In this recent post, I considered as stated in as an alternative to in accordance with and found it wanting. But in this comment, A. Wright Burke proposed that under “is the better choice.” So he has thrown down the gauntlet; I accept the challenge, at the risk of having to run the gantlet.

Below are eight instances of in accordance with that I culled at random from the great compost heap that is the SEC’s EDGAR system. Readers, what do you think of replacing in accordance with with under in each of these examples? Does it work in all? Some? None? I’ll wade in after you’ve had your say. Bear in mind two things noted by Wright in his comment: These examples could do with being given a good scrubbing, but that’s not the point of this exercise. And saying which you prefer won’t advance the cause much unless you’re able to explain why.

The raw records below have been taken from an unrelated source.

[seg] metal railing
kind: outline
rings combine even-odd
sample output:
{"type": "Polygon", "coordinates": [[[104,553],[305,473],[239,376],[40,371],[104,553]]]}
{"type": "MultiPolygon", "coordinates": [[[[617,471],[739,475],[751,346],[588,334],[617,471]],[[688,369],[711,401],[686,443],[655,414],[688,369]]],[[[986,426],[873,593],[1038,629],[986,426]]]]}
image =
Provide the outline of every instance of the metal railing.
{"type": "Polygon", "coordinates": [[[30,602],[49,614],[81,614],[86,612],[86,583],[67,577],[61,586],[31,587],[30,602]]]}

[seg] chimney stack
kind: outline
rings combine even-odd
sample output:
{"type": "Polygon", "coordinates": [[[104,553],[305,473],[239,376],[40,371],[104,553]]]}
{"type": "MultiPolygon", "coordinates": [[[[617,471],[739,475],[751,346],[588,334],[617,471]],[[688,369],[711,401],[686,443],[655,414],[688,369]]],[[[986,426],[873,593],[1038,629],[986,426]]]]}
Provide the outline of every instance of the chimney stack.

  1. “Alternative Currency” means each of Sterling, Canadian Dollars, Euro, Australian Dollars and each other currency (other than Dollars) that is approved in accordance with Section 1.06.
  2. … as may be determined by the Administrative Agent or the L/C Issuer, as the case may be, to be necessary for timely settlement on the relevant date in accordance with normal banking procedures in the place of payment.
  3. … the capitalized amount thereof that would appear as indebtedness on a balance sheet of such Person prepared as of such date in accordance with GAAP.
  4. “Bid Solicitation Agent” means the Company or the Person appointed by the Company to solicit bids for the Trading Price of the Notes in accordance with Section 14.01(b)(i).
  5. At any time and from time to time after the execution and delivery of this Indenture, the Company may deliver Notes executed by the Company to the Trustee for authentication, together with a Company Order for the authentication and delivery of such Notes, and the Trustee in accordance with such Company Order shall authenticate and deliver such Notes, without any further action by the Company hereunder.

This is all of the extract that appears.